The ornate box sat neatly on a shelf in the living room. Faye considered putting the necklace on, but decided against it – it would be safer inside the house, protected by mechanical guards as well as Faye herself.

Only then did she realize that the house was eerily quiet – no familiar whirring of gears, no little legs of crab messengers running errands. As Faye looked out into the corridor, she found empty shells of her companions, drained of magic and life.

Faye shuddered again and more by force of habit than need grabbed a warm green scarf – Lawrence’s gift from a long time ago, full of lint from overuse. She wrapped it around her shoulders, finding comfort in the gesture and grounding in the soft fabric.

She still felt cold.

Leo, she had to find Leo – her brother would know what had happened, what to do next. He’d help her fix the clockworks, and he’d figure out what was wrong with her own body. Things would be fine, as long as she could find him.

Faye stepped out of the empty house, alone and afraid. Out on the streets, things were equally unnerving, not a soul in sight. From outside she could see that many houses, including theirs, had been heavily damaged – roofs caved in, windows blown out. It was as if a hurricane had passed through the city.

She called out – hoping there would be someone, anyone that would answer, but the only other sounds were the howling of the wind and the rustling of snow under her feet.

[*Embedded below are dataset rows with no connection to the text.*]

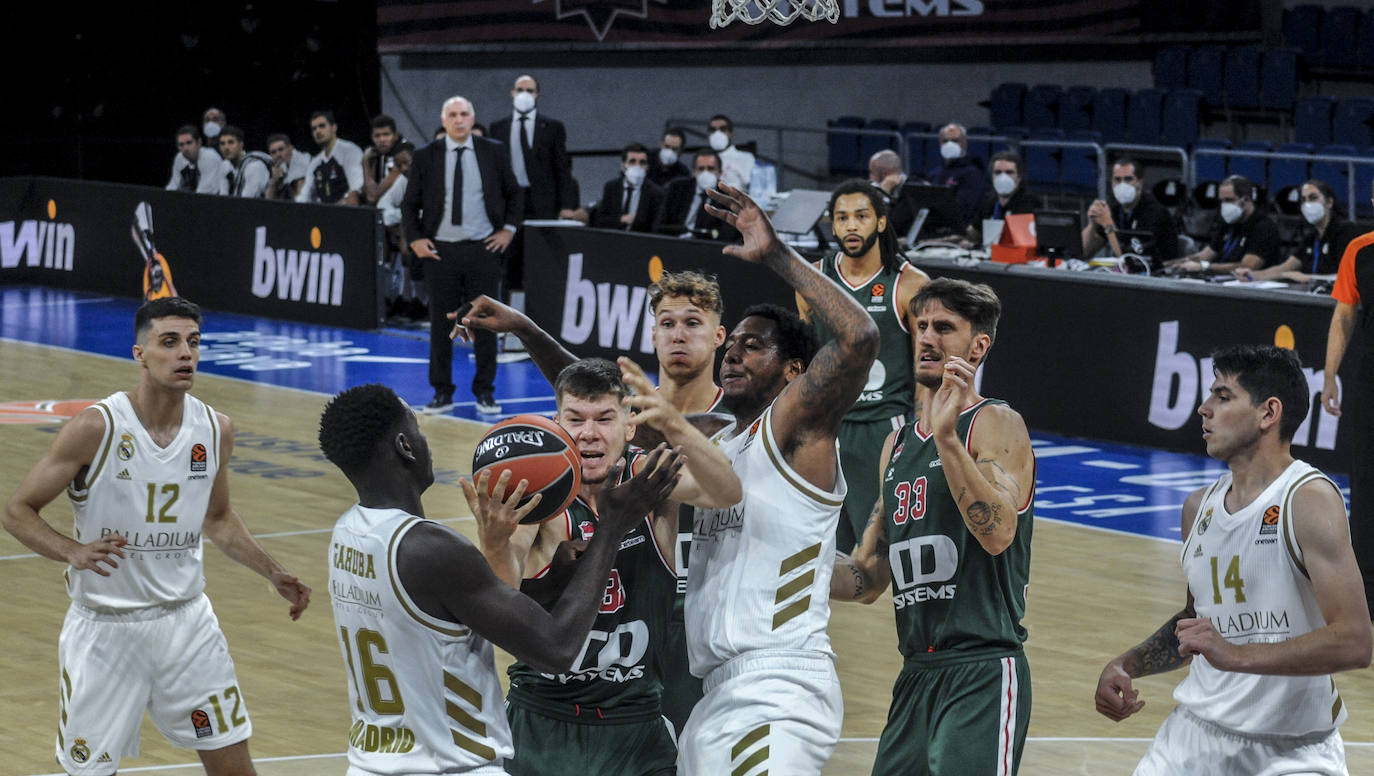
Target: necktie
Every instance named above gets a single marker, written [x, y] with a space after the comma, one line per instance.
[458, 187]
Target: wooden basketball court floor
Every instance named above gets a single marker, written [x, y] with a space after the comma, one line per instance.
[1094, 591]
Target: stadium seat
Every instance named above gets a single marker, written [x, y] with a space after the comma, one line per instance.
[1211, 168]
[844, 146]
[1241, 77]
[1171, 67]
[1005, 107]
[1278, 78]
[1145, 117]
[1352, 124]
[1182, 117]
[1312, 120]
[1338, 36]
[1076, 109]
[1205, 73]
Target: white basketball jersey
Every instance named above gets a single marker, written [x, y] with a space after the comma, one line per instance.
[423, 691]
[1246, 576]
[760, 570]
[153, 496]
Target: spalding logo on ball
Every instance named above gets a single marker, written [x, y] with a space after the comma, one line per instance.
[537, 449]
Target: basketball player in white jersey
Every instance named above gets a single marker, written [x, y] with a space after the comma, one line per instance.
[757, 587]
[1274, 606]
[418, 607]
[147, 475]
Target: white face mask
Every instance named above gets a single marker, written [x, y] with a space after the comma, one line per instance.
[1314, 212]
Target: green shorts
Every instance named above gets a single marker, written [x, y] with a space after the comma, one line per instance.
[966, 719]
[550, 745]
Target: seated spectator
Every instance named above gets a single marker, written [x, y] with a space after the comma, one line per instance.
[1131, 209]
[246, 173]
[684, 203]
[667, 164]
[1246, 236]
[737, 168]
[287, 170]
[629, 201]
[1321, 245]
[335, 175]
[961, 172]
[195, 168]
[378, 161]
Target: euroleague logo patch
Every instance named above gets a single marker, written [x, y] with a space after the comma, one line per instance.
[198, 458]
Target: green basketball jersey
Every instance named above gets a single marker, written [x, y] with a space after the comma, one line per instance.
[948, 592]
[614, 676]
[891, 381]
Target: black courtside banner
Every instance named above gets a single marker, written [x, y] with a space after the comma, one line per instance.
[308, 263]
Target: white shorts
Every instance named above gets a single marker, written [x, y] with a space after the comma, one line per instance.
[776, 712]
[171, 661]
[1187, 745]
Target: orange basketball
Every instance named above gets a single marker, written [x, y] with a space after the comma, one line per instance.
[537, 449]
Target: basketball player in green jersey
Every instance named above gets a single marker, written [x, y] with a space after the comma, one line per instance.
[869, 267]
[951, 530]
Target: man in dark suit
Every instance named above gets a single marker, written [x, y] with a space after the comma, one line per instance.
[462, 205]
[631, 201]
[684, 203]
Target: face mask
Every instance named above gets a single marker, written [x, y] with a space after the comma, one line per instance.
[1314, 212]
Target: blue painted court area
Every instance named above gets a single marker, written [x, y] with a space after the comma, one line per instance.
[1119, 488]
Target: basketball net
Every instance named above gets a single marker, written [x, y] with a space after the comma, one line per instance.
[776, 11]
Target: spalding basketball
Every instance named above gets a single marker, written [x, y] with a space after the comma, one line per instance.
[537, 449]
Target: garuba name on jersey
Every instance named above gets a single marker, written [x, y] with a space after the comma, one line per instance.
[155, 497]
[1246, 576]
[423, 691]
[760, 569]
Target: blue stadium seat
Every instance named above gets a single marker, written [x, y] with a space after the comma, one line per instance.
[1253, 169]
[1312, 120]
[1278, 78]
[1288, 172]
[844, 146]
[1182, 117]
[1338, 37]
[1076, 109]
[1143, 121]
[1352, 124]
[1211, 168]
[1109, 113]
[1207, 73]
[1171, 67]
[1301, 29]
[1042, 106]
[1005, 107]
[1242, 77]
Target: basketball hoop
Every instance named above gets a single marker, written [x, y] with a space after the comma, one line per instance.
[776, 11]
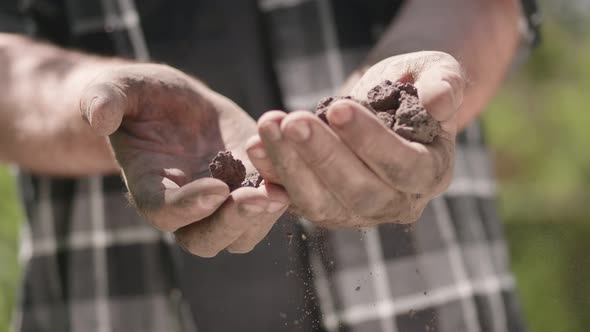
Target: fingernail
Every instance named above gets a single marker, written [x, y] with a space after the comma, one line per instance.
[298, 131]
[274, 207]
[340, 114]
[251, 209]
[211, 201]
[257, 153]
[272, 130]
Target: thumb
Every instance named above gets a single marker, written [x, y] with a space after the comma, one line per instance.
[103, 106]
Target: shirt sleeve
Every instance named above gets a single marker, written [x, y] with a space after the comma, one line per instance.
[11, 18]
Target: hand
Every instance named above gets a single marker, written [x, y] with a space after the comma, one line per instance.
[164, 129]
[356, 172]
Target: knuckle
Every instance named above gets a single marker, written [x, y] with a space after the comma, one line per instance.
[362, 202]
[322, 159]
[240, 248]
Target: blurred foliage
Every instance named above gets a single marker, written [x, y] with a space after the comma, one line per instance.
[10, 217]
[539, 131]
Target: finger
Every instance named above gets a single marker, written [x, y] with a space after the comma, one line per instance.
[407, 166]
[103, 106]
[216, 232]
[440, 89]
[169, 206]
[305, 190]
[339, 169]
[279, 201]
[259, 159]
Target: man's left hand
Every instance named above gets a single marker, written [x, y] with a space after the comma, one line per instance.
[355, 172]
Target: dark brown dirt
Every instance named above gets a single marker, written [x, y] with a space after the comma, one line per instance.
[322, 108]
[413, 122]
[228, 169]
[387, 119]
[386, 96]
[398, 107]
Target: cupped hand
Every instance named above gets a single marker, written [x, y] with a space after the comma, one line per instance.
[164, 128]
[355, 172]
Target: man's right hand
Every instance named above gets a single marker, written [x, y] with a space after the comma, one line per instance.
[164, 128]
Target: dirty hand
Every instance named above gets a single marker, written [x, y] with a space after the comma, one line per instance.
[356, 172]
[164, 128]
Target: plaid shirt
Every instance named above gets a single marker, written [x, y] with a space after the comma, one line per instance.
[92, 264]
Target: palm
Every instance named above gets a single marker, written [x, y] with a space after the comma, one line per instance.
[168, 130]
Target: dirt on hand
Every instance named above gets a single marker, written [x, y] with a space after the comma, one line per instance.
[398, 107]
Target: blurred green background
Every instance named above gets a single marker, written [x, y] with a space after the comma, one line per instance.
[538, 128]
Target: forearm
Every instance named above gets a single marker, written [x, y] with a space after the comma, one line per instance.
[40, 124]
[481, 34]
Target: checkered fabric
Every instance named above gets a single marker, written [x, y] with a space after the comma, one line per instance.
[92, 264]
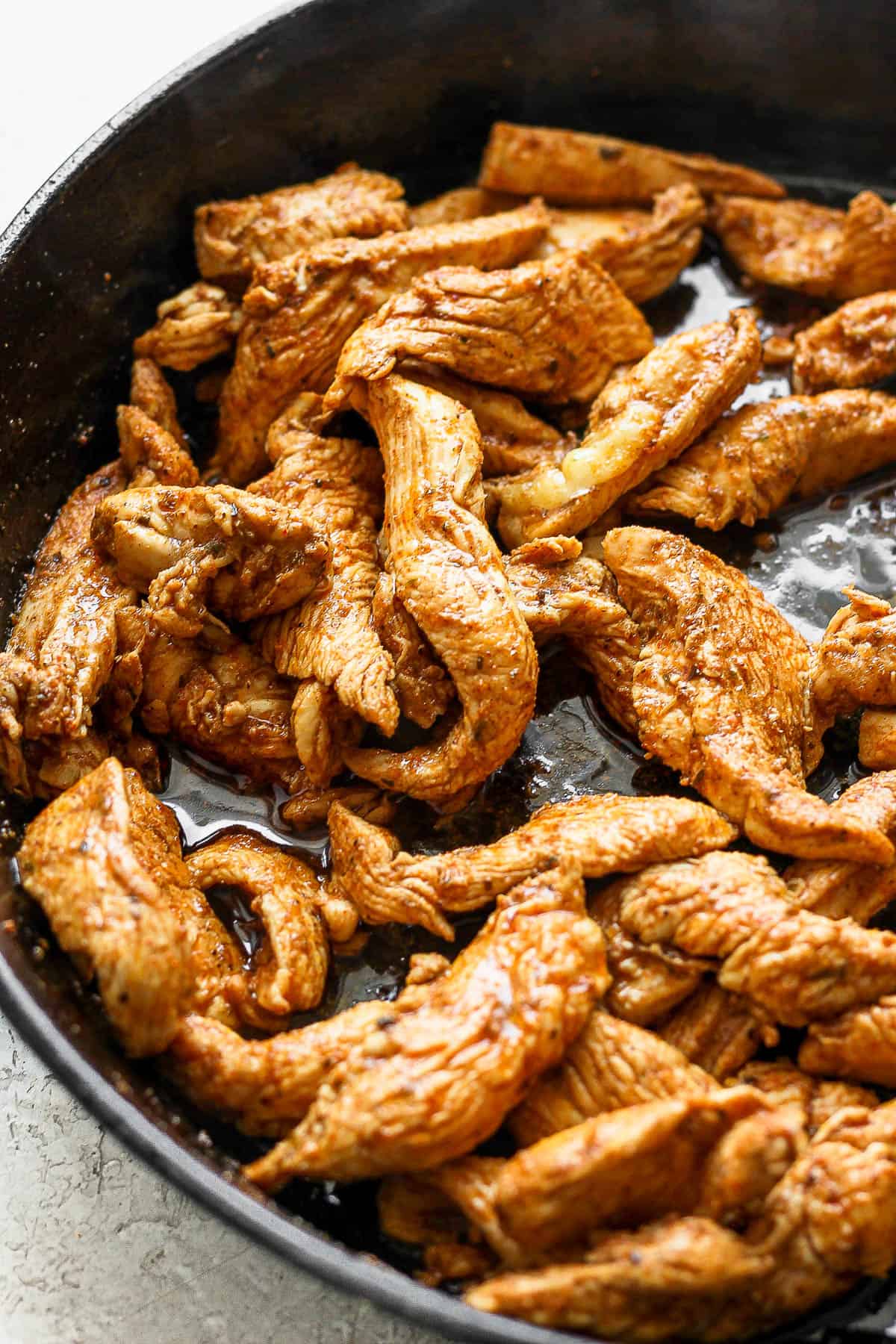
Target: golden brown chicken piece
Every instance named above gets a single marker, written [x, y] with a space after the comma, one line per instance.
[336, 485]
[828, 1222]
[234, 237]
[187, 547]
[853, 347]
[576, 168]
[800, 967]
[512, 438]
[721, 691]
[644, 252]
[442, 1078]
[644, 418]
[667, 1281]
[267, 1086]
[719, 1030]
[422, 687]
[632, 1166]
[461, 203]
[195, 326]
[551, 329]
[289, 974]
[862, 1043]
[648, 983]
[104, 862]
[609, 1066]
[818, 250]
[561, 591]
[601, 833]
[220, 699]
[449, 577]
[62, 645]
[151, 455]
[856, 658]
[877, 739]
[817, 1098]
[755, 460]
[152, 394]
[299, 315]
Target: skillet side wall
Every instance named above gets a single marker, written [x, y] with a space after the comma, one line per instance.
[801, 87]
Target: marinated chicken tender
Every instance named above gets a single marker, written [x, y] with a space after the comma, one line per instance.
[722, 695]
[104, 863]
[449, 576]
[576, 168]
[336, 484]
[300, 312]
[62, 644]
[645, 417]
[551, 329]
[645, 253]
[800, 967]
[289, 972]
[187, 547]
[853, 347]
[601, 833]
[422, 687]
[512, 437]
[759, 457]
[234, 237]
[195, 326]
[828, 1222]
[797, 245]
[441, 1080]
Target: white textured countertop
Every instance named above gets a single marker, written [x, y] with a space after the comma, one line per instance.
[93, 1245]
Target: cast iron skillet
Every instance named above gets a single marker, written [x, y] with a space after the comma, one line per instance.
[801, 87]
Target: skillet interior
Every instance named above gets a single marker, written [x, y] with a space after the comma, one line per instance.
[805, 94]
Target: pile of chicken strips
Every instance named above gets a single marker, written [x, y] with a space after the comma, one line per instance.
[445, 437]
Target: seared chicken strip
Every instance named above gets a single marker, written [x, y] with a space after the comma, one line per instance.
[553, 329]
[853, 347]
[152, 394]
[602, 833]
[267, 1086]
[719, 1030]
[441, 1080]
[449, 576]
[755, 460]
[647, 416]
[721, 691]
[632, 1166]
[289, 972]
[104, 862]
[856, 658]
[195, 326]
[421, 685]
[877, 739]
[62, 644]
[576, 168]
[187, 547]
[645, 253]
[512, 438]
[800, 967]
[561, 591]
[299, 315]
[234, 237]
[818, 250]
[336, 485]
[828, 1222]
[667, 1281]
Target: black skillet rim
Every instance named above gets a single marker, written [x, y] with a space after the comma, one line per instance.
[203, 1180]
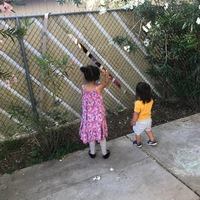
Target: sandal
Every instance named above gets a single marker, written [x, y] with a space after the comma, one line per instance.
[107, 155]
[91, 155]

And that was another thing wrong, because last Faye remembered it was the middle of the summer. She caught a snowflake in one hand, and waited until it slowly melted in the warmth of her palm – it left a small imprint on the metal, far too corrosive to be normal.

Faye grabbed an umbrella and Leo’s old knee-high boots.

She wandered the city for as long as she could, until the umbrella was reduced to a metallic skeleton with drags of fabric over it. She called out, terrified of what human skin could become under the snow, and hopeful that it meant her brother couldn’t make it to her and was still safe somewhere.

The weather changed at least three times while she was outside, but it never became good. A snowstorm forced her into hiding, tiny icicles frayed her dress, but she seemed to be the only living soul in the city left to endure it.

With the thick clouds covering the sky, there was no telling what time of day it was. It was dark, and then it became even darker, and something howled in the distance, forcing Faye to return to her house.

Faye’s body didn’t sleep anymore. As the storm raged outside, not letting up for longer than a few hours at a time, she sat by the window and watched and listened. She clenched her fist around the medallion with her brother’s and her portraits, and wished for him to be safe, shuddering from the inexplicable cold and fear.

She wasn’t sure how long she spent like that.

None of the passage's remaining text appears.